And where does the money come from to pay for more employees? Is there a company that follows those standards?
.. Which would be:
>>Tesla do need to establish and meet some very basic customer service standards:
- Respond materially to 80% of emails in 4 working hours and 99% in 3 working days
- Respond to voice mails within 4 hours, even by email or text message
- Ensure voicemail boxes never fill up
- Answer the phone at customer service within 5 minutes
>>Wouldn't take a lot of extra staffing expense to improve their service to these levels.
Well yes it would add staff.
For Service Centers: they should add some front-office customer-interaction people. Some locations are OK (ex: Marietta, GA) some aren't and will need (say) an average of 2 extra staff for half their 378 centers, == 378 people at a loaded cost of $70Kpa each, which computes to quarterly bottom line impact of $6.6M. Very affordable.
For the Sales process: Each online Sales Rep needs an assistant to manage customer interactions when Tesla has no news or when the customers are beginning to freak out. I don't know how many Sales Reps they have, but it must be a bunch.
With (say) 50K deliveries in final month, assume each online Sales Rep can handle 5 deliveries a day, 100 in a month, that computes to 500 Sales Reps. Assistants are cheaper (but need office space) so (say) a loaded cost of $50Kpa each for a quarterly bottom line impact of $6.25M. Again, very affordable.
For the 1-800 line, with its 30 to 60 minute waits, you have a classic Queuing Theory issue. You only really need to add staff proportional to the number of callers who drop off before the phone is answered. Tesla will have data on that, but they probably need only about another 10% to 20% more staff to get typical waits down before to 5 minutes. Getting answers down to the third ring, for example, requires having idle staff, but getting most calls answered in 5 minutes doesn't normally result in significant idle time.
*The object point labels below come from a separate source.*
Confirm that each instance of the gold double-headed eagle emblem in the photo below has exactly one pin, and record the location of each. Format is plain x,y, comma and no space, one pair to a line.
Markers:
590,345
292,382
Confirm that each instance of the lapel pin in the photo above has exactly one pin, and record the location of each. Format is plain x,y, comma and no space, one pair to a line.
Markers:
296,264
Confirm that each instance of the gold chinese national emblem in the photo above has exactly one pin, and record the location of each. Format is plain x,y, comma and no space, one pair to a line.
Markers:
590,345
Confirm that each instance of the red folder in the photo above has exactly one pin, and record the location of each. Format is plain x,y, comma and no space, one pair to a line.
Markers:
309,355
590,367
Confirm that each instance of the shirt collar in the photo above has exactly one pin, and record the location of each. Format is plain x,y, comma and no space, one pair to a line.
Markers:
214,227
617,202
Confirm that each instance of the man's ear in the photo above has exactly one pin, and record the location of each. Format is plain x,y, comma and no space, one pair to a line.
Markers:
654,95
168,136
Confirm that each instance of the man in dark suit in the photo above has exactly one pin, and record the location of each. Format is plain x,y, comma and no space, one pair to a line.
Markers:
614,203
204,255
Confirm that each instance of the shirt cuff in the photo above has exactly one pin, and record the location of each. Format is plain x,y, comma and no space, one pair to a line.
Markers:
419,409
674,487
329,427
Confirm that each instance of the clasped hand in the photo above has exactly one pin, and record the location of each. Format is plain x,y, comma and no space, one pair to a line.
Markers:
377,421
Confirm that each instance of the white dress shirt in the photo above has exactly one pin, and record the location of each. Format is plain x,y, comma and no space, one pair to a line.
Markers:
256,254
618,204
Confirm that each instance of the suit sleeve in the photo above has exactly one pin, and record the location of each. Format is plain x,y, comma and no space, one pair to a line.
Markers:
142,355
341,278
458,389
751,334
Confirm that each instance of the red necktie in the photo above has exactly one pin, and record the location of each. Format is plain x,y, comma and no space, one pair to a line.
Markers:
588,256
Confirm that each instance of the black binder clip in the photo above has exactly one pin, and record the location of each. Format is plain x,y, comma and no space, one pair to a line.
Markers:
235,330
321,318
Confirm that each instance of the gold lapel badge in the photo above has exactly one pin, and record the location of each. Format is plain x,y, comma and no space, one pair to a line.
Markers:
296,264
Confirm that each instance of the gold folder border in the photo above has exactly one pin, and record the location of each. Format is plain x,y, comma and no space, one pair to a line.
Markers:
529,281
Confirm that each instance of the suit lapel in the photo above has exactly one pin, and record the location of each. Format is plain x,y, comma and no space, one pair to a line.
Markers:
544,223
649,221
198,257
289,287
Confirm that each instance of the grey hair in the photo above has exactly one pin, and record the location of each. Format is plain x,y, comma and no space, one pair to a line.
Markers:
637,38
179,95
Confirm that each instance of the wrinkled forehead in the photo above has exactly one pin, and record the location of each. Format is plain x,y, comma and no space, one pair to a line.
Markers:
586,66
I have no good feel for the cost here, but something in the range of $5M - $10M per quarter?
Based on this crude financial analysis, fixing Tesla's customer responsiveness issue would cost around $20M per quarter, perhaps $25M.
This doesn't address people who think they deserve a loaner or other special treatment, and perhaps S&X customers do deserve them if the car will be in the shop overnight, but that's another issue.